Wie ist es denn mit nachhaltigen Stromversorgern, mit in Familienhand befindlichen Unternehmen, die nicht mehr gebrauchte Fischernetze aus dem Meer fischen, um diese zu Garn zu recyceln? Wie ist es denn mit Müllentsorgern, wie ist es mit Hörgeräte- oder Hygieneartikelherstellern? Diese finden sich kaum in Stiftungsfonds, aber warum nicht? Diese Unternehmen tun mehr für das gesellschaftliche Fortkommen als die FANG-Aktien, sie sind in der Regel deutlich günstiger bewertet, schütten kontinuierlich aus und können – ja – häufig nicht ganz so viel Nachhaltigkeitszahlenwerk liefern wie besagte Technologiegiganten.

STIFTUNGSFONDS MÜSSEN WEG VOM MAINSTREAM INVESTING

Es kann ja nicht sein, dass es selbst in Stiftungsfonds nur mehr FANG-Aktien durch qualitative, quantitative und nachhaltige Filter schaffen. In meinen Augen müssten sich gerade Stiftungsfonds von dieser Art des Mainstream Investings abheben, sich davon lösen und ein ganz eigenes Profil auf der Aktien- und Anleiheseite zulegen.

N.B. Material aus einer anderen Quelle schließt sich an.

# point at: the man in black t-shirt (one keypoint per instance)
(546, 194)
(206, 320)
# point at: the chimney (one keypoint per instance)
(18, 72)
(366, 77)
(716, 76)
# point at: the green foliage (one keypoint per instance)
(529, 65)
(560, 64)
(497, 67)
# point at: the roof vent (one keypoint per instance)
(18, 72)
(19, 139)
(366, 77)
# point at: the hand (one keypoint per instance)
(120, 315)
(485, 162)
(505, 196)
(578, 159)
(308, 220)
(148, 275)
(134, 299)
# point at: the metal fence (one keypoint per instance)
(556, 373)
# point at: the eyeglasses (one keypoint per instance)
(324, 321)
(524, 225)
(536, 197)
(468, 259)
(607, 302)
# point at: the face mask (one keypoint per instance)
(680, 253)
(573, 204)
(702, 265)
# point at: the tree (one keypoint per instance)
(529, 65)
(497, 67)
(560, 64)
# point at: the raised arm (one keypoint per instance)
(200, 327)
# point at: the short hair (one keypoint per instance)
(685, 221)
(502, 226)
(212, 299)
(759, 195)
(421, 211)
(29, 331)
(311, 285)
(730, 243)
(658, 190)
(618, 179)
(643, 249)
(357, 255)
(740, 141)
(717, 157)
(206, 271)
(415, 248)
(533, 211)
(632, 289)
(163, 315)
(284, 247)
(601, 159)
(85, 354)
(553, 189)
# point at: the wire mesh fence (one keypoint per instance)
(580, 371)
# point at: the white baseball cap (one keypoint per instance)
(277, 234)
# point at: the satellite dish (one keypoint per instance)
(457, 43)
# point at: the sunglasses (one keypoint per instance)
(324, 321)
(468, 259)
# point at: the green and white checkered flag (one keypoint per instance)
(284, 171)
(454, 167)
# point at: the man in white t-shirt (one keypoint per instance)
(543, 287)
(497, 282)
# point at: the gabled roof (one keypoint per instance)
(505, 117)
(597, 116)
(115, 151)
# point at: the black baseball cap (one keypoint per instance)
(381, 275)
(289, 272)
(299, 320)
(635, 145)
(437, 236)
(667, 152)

Wir werden genau das auch in der 2021er FondsFibel einmal untersuchen und die von uns analysierten Fonds nach drei zusätzlichen Kriterien analysieren:

1) Wie viele Aktien schaffen es durch den Nachhaltigkeitsfilter?
2) Wie hoch ist der Anteil der FANG-Aktien am Aktienexposure?
3) In welchem Fonds stoßen ESG-Kontroversen Veränderungen an?

ZUSAMMENGEFASST

Mancher Stiftungsfonds schreibt sich Nachhaltigkeit auf die Fahnen, kann diese aber nicht so richtig glaubwürdig in das Portfoliomanagement übersetzen. Zugegebenermaßen ist es auch keine leichte Aufgabe, einen Stiftungsfonds oder stiftungsgeeigneten Fonds komplett streng nachhaltig aufzusetzen, aber gewisse Eckpfeiler sollten es schon sein. Für Stiftungen bedeutet dies, künftig vielleicht noch stärker die Nachhaltigkeits-Authentizität zu hinterfragen, etwa mit unseren drei Punkten „Scheunentor“, „GeFANGen“ und „ESGismen“. Denn weniger konsequent und stärker konsequent nachhaltig ausgerichtete Stiftungsfonds zu mischen, dürfte funktionieren, denn die Portfolien dürften sich doch relativ stark unterscheiden. Dann hätte das Gedrechselte sogar etwas Gutes.